A handful of larger diaper makers exist, but the cloth market remains mostly an underground, mom-to-mom economy, which somehow adds to the allure of the product. Many of the WAHMs take on a celebrity status, and collectors of their work discuss them as if they were friends — or enemies, as in the case of a diaper-maker whose work became shoddy, and whose husband started threatening customers who complained on public message boards. On the Diaper Hyena website, a regular feature called "Behind the Diapers" profiles hot diaper makers about their lives and work. It's not the cover of Rolling Stone, but for some parents (who may be years away from seeing another a rock show),
Yes, but these diapers are loaded — as are the people who buy them. it's even better.
"In all honesty, I think some people take it way too seriously. It's very trend- driven. The hot thing this week is the old thing next week," says Adelsheim. "At the end of the day, it's a diaper."
Yes, but these diapers are loaded — as are the people who buy them. Although $100 will cover a simple trousseau of quality covers and prefolds that are easy on the environment and leave a little bit of cash leftover for the college fund, the truly couture diapers come at a price. A fitted designer diaper can cost between $10-30 each, which could still be a deal compared to disposables, when factoring in use by subsequent children and an eBay afterlife. But diapers — like the creatures that wear them — are a highly emotional, fickle, and volatile market.
And it's not just the babies hanging their psyches out to dry. On message boards, cloth-diapering moms refer to themselves as "addicted," and many engage in the conceal-and-deny behavior associated with compulsive gamblers or alcoholics, such as hiding the amount of money they spend on this supposedly budget-minded product from their spouses. On a recent Mothering.com discussion forum, the addicts gathered. "I actually spent a whole hour talking to my therapist trying to figure out why I am so obsessed with everything cloth diaper," one mother wrote. "I spent three hours surfing the web looking for my next fix this morning instead of cleaning up the house or doing my paperwork," said another. "If my husband only knew how much time I spend dreaming about diapers, organizing diapers, debating different diapers, planning a newborn diaper stash for a baby that isn't even in the works yet," admitted another poor soul.
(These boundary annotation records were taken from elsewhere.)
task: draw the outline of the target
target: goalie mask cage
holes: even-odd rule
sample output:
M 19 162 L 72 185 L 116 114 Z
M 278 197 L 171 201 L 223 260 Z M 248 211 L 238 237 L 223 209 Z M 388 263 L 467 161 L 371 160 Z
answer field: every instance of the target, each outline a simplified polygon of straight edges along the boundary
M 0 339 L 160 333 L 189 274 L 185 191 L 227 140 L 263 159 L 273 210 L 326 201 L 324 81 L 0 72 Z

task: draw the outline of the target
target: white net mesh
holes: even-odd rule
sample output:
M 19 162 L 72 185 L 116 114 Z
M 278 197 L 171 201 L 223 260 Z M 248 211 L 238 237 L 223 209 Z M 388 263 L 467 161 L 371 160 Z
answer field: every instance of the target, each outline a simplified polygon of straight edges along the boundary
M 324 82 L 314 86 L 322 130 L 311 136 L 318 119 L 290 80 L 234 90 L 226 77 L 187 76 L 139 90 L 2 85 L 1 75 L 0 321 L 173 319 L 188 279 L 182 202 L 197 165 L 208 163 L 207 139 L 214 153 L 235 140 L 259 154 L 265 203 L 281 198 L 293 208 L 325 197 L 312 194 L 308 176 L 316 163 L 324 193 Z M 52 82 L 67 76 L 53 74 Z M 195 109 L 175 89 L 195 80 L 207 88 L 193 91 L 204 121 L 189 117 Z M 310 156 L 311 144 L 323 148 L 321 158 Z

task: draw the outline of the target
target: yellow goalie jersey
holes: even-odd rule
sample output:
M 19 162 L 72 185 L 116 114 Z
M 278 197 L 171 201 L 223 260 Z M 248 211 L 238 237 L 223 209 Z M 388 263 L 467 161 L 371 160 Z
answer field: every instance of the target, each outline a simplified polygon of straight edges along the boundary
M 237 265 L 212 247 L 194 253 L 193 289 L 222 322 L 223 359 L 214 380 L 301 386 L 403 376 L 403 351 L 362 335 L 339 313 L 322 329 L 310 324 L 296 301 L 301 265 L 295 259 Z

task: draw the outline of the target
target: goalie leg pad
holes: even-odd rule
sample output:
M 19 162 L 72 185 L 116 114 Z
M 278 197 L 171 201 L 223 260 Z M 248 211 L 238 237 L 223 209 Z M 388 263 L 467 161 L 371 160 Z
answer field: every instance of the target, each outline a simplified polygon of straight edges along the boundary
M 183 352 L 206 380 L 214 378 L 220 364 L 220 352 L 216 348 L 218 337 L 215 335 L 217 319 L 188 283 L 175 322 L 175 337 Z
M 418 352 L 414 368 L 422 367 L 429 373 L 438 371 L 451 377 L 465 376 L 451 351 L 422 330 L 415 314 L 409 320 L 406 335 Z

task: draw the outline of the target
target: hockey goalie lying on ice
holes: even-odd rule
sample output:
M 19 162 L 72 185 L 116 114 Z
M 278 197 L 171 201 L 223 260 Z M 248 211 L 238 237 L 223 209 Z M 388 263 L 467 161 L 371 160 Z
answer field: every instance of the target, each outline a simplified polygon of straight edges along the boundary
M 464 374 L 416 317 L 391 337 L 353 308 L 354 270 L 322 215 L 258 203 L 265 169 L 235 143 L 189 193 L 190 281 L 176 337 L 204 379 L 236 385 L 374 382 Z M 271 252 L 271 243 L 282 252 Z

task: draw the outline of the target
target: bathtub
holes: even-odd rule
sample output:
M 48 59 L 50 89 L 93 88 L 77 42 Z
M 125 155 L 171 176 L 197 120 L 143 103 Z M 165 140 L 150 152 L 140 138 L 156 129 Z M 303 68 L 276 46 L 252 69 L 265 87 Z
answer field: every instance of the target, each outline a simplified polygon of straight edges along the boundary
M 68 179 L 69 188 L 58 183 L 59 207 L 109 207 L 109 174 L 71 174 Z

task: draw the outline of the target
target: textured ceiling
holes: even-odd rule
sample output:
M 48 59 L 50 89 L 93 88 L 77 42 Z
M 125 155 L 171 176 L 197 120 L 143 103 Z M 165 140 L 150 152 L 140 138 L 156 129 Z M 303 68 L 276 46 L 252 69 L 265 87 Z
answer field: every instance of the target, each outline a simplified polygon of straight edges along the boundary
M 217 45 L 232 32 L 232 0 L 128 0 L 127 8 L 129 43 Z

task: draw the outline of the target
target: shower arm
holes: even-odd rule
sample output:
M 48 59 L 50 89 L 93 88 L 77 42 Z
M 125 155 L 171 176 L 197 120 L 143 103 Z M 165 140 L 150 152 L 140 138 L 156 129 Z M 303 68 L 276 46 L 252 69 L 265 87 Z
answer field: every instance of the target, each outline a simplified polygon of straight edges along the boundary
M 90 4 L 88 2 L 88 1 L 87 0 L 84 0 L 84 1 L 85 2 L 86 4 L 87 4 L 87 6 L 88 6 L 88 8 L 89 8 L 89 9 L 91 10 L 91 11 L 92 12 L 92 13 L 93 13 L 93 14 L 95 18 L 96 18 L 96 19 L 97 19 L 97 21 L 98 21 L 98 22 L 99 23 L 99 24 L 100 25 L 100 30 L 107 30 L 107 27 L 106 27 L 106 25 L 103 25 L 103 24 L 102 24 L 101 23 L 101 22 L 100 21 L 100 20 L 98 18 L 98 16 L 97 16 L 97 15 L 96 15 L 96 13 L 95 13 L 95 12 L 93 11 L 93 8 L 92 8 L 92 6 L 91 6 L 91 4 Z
But despite the legions of sleepless cloth-diaper fans trolling the internet on what Marrapodi calls "the hunt for Red Dipetober," cloth is still the underdog. An estimated ninety-five percent of babies wear disposables. Of course, whether parents choose cloth or disposables, they'll eventually come together at the toddler underwear display, staring down the rows of Dora, Bob the Builder and Thomas the Tank Engine underpants. These have virtually no resale value. And yet, even the most avid diaper collector is happy to see them.